La biologie des êtres humains est extrêmement complexe et elle implique différents systèmes interdépendants, tels que le système hormonal et le système nerveux. Ces systèmes interagissent entre eux ainsi qu’avec certains aspects de l’environnement. La génétique aurait une grande influence sur le fonctionnement de ces systèmes. Ainsi un certain nombre de chercheurs ont tenté de vérifier si les orientations et comportements politiques étaient en partie influencés par les prédispositions génétiques des individus. Différentes méthodes étaient déjà à leur disposition.

La méthode des études de jumeaux a été développée au début du XXe siècle. Pour un trait ou un phénomène donné, cette méthode vise principalement à estimer la part de la variance qui est attribuable à la génétique.
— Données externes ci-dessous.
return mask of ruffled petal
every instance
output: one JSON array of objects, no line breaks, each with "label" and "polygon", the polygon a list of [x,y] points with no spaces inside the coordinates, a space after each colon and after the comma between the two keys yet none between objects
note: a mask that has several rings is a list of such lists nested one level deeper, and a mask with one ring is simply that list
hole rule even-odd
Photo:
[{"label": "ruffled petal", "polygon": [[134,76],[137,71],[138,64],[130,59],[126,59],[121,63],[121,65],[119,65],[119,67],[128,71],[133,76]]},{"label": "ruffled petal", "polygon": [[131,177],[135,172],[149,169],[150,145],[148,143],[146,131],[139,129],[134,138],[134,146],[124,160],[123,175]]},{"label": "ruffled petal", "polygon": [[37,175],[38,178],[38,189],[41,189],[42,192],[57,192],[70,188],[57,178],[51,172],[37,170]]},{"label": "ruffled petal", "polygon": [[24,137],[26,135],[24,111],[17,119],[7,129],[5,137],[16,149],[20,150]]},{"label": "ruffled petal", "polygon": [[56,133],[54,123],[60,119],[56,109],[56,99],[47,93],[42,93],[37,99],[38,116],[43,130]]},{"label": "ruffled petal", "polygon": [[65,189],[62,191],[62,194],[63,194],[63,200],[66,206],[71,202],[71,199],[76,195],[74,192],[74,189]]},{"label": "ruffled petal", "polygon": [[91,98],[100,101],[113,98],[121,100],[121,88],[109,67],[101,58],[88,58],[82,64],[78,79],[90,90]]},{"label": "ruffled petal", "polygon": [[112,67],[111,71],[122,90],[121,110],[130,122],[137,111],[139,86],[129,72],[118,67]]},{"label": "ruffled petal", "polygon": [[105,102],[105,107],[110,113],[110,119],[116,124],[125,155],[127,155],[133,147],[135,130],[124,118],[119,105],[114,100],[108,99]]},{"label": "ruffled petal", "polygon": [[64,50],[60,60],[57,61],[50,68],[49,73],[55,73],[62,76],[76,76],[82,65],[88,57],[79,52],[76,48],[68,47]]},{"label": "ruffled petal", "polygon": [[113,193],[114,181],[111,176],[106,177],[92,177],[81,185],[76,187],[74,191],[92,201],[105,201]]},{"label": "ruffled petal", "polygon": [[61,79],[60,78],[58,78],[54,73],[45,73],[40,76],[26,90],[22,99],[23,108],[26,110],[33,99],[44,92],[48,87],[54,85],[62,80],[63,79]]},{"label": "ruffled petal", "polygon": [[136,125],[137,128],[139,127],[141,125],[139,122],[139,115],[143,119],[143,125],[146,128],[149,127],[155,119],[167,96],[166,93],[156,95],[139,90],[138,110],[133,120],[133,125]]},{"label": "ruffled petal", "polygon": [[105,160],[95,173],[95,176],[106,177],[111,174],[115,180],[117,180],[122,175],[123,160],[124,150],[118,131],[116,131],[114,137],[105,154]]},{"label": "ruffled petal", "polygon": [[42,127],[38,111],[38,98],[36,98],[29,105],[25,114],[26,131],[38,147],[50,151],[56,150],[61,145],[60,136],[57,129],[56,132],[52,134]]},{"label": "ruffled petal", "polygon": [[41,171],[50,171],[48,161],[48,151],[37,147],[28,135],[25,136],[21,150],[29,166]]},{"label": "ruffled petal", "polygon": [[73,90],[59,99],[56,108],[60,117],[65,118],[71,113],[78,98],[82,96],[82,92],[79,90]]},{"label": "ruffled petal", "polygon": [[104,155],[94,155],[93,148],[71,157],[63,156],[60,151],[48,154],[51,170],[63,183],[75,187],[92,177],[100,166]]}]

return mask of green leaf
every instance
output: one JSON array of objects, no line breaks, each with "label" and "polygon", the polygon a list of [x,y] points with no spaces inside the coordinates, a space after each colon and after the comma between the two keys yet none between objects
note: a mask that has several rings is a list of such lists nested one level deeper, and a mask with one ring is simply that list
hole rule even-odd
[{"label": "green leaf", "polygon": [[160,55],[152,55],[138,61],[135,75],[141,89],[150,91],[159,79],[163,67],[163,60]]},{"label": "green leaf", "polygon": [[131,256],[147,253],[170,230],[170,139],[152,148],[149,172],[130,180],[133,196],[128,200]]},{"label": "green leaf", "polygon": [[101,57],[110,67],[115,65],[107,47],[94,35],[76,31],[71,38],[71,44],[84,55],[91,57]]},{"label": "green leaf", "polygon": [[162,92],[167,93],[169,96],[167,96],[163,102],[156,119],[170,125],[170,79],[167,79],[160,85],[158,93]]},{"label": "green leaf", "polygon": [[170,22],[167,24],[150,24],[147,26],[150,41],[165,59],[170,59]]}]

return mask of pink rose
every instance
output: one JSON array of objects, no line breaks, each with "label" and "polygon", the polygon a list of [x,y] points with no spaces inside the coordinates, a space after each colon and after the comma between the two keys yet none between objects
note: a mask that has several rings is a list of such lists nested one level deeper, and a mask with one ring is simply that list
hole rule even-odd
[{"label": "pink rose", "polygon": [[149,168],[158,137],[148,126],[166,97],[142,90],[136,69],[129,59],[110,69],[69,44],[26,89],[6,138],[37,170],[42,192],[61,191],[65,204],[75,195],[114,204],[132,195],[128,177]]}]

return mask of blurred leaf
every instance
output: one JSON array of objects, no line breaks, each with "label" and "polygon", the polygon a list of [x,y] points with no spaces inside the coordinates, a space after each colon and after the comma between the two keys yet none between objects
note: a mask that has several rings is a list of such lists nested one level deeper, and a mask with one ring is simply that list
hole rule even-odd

La méthode consiste à comparer les jumeaux identiques et les jumeaux non identiques et elle s’appuie entre autres sur le postulat que les premiers ont 100% de leur code génétique en commun, alors que les seconds n’en partagent qu’environ 50%. Pour un trait donné, l’influence de la génétique est estimée en mesurant à quel point les jumeaux identiques sont plus semblables que les jumeaux fraternels. L’ampleur de cette plus grande ressemblance est présumée représenter la moitié de l’influence de la génétique sur le trait en question. Les études de jumeaux sont depuis longtemps utilisées en médecine ainsi qu’en psychiatrie. Cette méthode a été le fer de lance de la génétique des comportements, une discipline qui, comme son nom l’indique, vise à définir l’influence de la génétique sur les traits sociaux chez les humains et les animaux (Bouchard Jr et Propping 1993).

Les chercheurs intéressés à l’influence de la génétique sur la politique allaient également pouvoir analyser des données d’ADN. Le séquençage du code génétique humain a débuté en 1993 et n’a été complété que dix années plus tard, en 2003. Toutefois, la recherche en psychiatrie n’a pas attendu que le Projet Génome Humain soit finalisé pour entamer l’analyse de l’influence de certains gènes. La méthode par gène candidat consiste à tester si la forme d’un gène est significativement associée avec la forme d’un trait. Ainsi, une étude publiée en 1993 dans le magazine Science (Brunner, Nelen, Breakefield, Ropers et Van Oost 1993) suggère que les sérieux problèmes de développement intellectuel et de comportements violents puissent être causés par une malformation génétique altérant la sécrétion de l’enzyme monoamine oxidaze de type A (MAOA). Une autre recherche, publiée cette fois en 2003, suggère qu’il est possible de prédire les comportements violents à partir d’une interaction entre la forme du gène MAOA et un environnement caractérisé par la violence familiale vécue pendant l’enfance (Caspi, McClay, Moffitt, Mill, Martin, Craig, Taylor et Poulton 2002). Avec ces outils en main, les chercheurs qui le désiraient ont pu entreprendre l’analyse de l’influence des prédispositions génétiques sur la politique.